So, how does this apply to this fine Republican senator?   Grassley, it seems, feels that there is a role to be played by the federal government in decisions relating to how corporate profits must be spent, invested or disbursed.  Grassley is now on record as wanting (the rhetorical equivalent of “demanding”) that oil companies “donate” 10 percent of their profits to help poor Americans pay their heating bills.  Grassley sent letters to oil companies outlining his request; letters he claims to have sent to “embarrass” the oil companies into contributing to the Low Income Home Energy Assistance Program (LIHEAP).
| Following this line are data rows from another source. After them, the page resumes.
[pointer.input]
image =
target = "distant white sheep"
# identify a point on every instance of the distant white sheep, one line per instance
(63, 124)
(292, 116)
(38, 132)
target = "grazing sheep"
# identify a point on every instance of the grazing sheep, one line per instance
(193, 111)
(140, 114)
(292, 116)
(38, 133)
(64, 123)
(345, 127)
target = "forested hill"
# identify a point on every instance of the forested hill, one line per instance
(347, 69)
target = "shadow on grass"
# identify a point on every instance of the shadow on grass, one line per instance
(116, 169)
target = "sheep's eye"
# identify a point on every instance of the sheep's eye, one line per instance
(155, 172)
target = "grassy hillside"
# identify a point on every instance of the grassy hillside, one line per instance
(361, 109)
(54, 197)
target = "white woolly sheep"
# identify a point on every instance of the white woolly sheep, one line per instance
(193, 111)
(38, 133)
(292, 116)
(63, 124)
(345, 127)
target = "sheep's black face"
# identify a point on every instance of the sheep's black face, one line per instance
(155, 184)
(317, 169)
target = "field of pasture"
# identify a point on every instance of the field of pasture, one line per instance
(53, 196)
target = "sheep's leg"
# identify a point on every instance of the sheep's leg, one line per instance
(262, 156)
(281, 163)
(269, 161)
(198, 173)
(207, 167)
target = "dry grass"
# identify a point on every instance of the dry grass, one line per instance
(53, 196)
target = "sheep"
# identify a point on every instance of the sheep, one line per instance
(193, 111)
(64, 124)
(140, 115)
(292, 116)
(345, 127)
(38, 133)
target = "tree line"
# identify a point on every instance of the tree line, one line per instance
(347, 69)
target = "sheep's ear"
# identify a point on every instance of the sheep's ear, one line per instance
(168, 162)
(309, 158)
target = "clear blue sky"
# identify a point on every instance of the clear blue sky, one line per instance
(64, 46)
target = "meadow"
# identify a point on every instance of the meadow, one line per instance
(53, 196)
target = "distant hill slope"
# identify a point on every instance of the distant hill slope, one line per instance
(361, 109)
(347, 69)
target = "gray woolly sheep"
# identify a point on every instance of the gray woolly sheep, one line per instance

Embarrass?  I don’t think so.  The right word here would be “intimidate.”  Grassley says “It’s not unreasonable to expect corporations with 50, 75 or 100 percent growth in earnings this quarter to contribute a mere 10 percent of those profits to fund programs that supplement LIHEAP.  In those letters Grassley also asked that these oil companies report to him on their recent charitable contributions. 

Let’s try to get on the reality train of thought here for a moment.  Grassley isn’t asking these corporations to fork over the money.  He’s telling them.  It doesn’t take much of a businessman to know that when the chairman of the U.S. Senate Finance Committee starts writing letters about “donations” and “contributions” the implied threat of government force and/or retribution literally oozes from the envelope.

While some may be surprised to hear such anti-free enterprise mutterings from the person of a senior Republican U.S. Senator, I’m not.  Just chalk this up to another reason why I stopped paying dues to the Republican Party years ago, and started writing those checks instead to the Libertarian Party.  No economic system in the history of civilization has done so much to lift so many people out of abject poverty as has free enterprise, the dynamic of a free people working together under a system that protects economic liberty.  The Republicans now seem to be less than content with merely taxing the living (insert expletive here) out of the corporations and businesses who fuel our economy, now they want to dictate just how the profits that are left after the taxman leaveth are disbursed!  Today it’s a demand for donations to heat poor folk’s homes.  Tomorrow we’ll be demanding that America’s homebuilders donate a portion of their profits to build low-income (soon to be trashed) housing.  Next automakers will be told to contribute some profits to public transportation initiatives.

It doesn’t seem to be enough to political power players like Grassley that they have billions of dollars in corporate taxes to spend on their vote-buying schemes.  The new nirvana will be to control the disbursement of corporate profits as well.

Did anybody hear someone say the “f” word?